Can empathy or altruism run out? Will people reach the end of their rope in terms of helping and sharing after a month or two and be less likely to social distance?
I think people will be fed up with it. I think it’s going to be a hard policy to maintain. I don’t know whether that has to do only with the wearing away or erosion of empathy, though. I think there are lots of factors that can contribute to it.

I want to talk about the opposite intuition, actually. My book is all about the idea that empathy is a skill, one we can learn through practice. And I think that is a really interesting part about this moment. As I was talking about earlier, disasters tend to broadly increase kindness and empathy, but they’re short—they only last a moment. And our recognition of shared humanity is also short, because as the disaster fades, the lines that divide us slowly reappear, and we fall back into our old identities. I think the length, the sheer duration of this tragedy, the fact that we’re all stuck in this new normal together, gives us the opportunity to create shared bonds that could last for a really long time.

That was my next question for you, actually. Could this persist? Will we lose this altruistic attitude, or is there a way to hold onto it?

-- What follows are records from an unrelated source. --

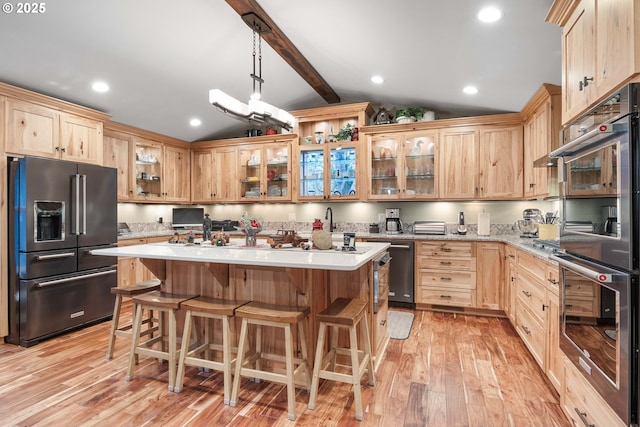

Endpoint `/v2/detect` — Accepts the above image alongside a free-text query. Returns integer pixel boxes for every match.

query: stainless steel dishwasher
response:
[368,239,415,308]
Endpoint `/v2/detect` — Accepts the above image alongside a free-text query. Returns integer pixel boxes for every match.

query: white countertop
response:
[91,239,389,271]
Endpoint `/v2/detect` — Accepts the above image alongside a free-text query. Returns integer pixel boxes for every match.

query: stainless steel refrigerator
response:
[6,157,118,347]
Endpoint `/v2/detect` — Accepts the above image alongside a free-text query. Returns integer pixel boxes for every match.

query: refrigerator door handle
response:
[35,269,118,288]
[80,175,87,234]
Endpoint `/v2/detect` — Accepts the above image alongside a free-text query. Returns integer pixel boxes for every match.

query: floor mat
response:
[389,310,414,340]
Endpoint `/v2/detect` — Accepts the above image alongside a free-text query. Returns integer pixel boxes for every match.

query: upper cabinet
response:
[522,84,561,199]
[367,130,439,200]
[439,120,523,200]
[0,84,109,164]
[546,0,640,123]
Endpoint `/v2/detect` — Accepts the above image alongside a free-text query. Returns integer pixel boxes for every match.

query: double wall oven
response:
[550,84,640,425]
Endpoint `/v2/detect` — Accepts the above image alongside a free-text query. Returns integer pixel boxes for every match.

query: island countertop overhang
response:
[91,242,390,271]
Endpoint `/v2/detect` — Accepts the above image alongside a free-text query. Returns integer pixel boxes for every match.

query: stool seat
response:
[125,291,198,391]
[316,298,367,326]
[308,298,375,420]
[229,301,311,421]
[107,279,162,360]
[173,297,247,404]
[111,279,162,297]
[236,301,309,325]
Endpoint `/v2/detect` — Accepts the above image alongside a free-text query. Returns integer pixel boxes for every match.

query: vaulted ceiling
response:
[0,0,561,141]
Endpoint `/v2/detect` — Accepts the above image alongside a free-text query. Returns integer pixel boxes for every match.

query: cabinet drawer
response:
[417,269,476,289]
[417,257,476,271]
[416,286,476,307]
[418,241,475,259]
[516,272,546,322]
[560,357,625,427]
[517,251,547,280]
[516,300,545,367]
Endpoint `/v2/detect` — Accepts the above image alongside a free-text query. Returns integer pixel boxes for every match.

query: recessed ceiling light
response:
[462,86,478,95]
[478,6,503,22]
[91,82,109,93]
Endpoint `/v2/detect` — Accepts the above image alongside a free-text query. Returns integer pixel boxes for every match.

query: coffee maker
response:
[384,208,402,234]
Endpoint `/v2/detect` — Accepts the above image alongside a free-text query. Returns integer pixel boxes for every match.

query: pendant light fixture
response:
[209,13,296,130]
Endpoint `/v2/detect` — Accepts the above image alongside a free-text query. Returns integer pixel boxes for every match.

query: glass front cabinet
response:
[238,141,291,202]
[298,142,361,200]
[369,131,438,200]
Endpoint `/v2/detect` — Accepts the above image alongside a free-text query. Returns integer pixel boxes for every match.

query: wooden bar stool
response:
[173,297,246,405]
[107,279,162,360]
[125,291,198,391]
[308,298,375,421]
[229,302,311,421]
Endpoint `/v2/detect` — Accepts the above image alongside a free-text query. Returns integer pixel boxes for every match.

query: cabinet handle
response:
[578,76,593,91]
[574,408,596,427]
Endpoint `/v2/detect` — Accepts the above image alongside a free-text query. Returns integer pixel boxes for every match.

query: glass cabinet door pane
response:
[300,149,325,197]
[239,147,262,199]
[404,136,436,196]
[371,138,400,195]
[329,147,357,196]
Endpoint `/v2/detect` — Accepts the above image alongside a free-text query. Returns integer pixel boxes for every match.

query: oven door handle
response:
[35,270,118,288]
[549,123,629,158]
[549,255,622,283]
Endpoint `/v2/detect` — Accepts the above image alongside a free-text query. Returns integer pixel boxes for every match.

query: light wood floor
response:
[0,310,569,427]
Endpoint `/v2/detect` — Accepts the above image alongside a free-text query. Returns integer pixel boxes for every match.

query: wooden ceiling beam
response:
[226,0,340,104]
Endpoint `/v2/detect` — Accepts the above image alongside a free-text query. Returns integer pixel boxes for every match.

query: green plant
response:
[336,123,355,141]
[396,107,425,120]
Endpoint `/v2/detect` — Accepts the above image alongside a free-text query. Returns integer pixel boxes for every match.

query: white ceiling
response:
[0,0,561,141]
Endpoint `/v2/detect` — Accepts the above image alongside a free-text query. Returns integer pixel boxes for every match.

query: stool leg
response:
[307,322,327,409]
[360,313,376,386]
[284,323,296,421]
[349,325,366,421]
[107,294,122,360]
[229,318,248,406]
[124,304,142,381]
[173,310,192,393]
[222,316,231,405]
[168,310,178,391]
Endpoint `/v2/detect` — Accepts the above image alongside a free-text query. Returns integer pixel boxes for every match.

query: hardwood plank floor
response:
[0,306,569,427]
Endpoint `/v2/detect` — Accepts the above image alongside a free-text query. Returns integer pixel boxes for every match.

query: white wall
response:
[118,200,559,224]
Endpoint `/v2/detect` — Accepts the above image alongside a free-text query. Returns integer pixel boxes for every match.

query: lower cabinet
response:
[560,356,626,427]
[415,241,476,307]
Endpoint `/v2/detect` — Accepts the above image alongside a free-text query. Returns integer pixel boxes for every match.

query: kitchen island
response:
[91,241,389,368]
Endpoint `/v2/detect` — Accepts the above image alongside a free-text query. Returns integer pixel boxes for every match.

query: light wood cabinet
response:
[367,130,439,200]
[5,98,107,165]
[415,241,476,308]
[560,356,626,427]
[522,84,561,199]
[546,0,640,123]
[476,242,504,310]
[439,125,523,200]
[191,146,238,203]
[236,139,292,202]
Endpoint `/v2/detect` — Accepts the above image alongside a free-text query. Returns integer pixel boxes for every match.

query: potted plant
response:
[396,107,424,123]
[336,123,355,141]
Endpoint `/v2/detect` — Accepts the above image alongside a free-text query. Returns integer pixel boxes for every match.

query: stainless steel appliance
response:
[385,208,403,234]
[6,157,118,347]
[550,84,640,425]
[369,240,415,308]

And would that happen naturally, or would you have to exercise that?
The literature on post-traumatic growth and on empathy as a skill both suggest that going through serious adversity can increase an individual’s empathy and prosocial behavior even years afterward. What are the levers or particular strategies that we should employ to make sure that happens? There is almost too much to say. We’re living in an experiment. There’s no neat answer to this question, because, at least in our lifetime, we haven’t gone through collective adversity of this sort at this magnitude.

In a Wall Street Journal essay you wrote last month, you talk about how altruism is not a zero-sum game and can actually make the person giving or volunteering healthier. How does that work? Why is it beneficial for everyone to keep the greater good in mind?
People thrive when they feel as though they’re a part of something bigger than themselves. Loneliness is one of the most damaging psychological and health experiences you can have, and I think we’re in an interesting paradox here, because physical isolation is an act of solidarity in this moment. But by acting kindly in this moment, including through social distancing, we can tap into that sense of being part of a collective, which is so important in a stressful moment like this. Also, when we act kindly, we often can discover a sense of control in ourselves. We realize, “Hey, if I have the resources to help somebody else, then I must be doing okay myself.”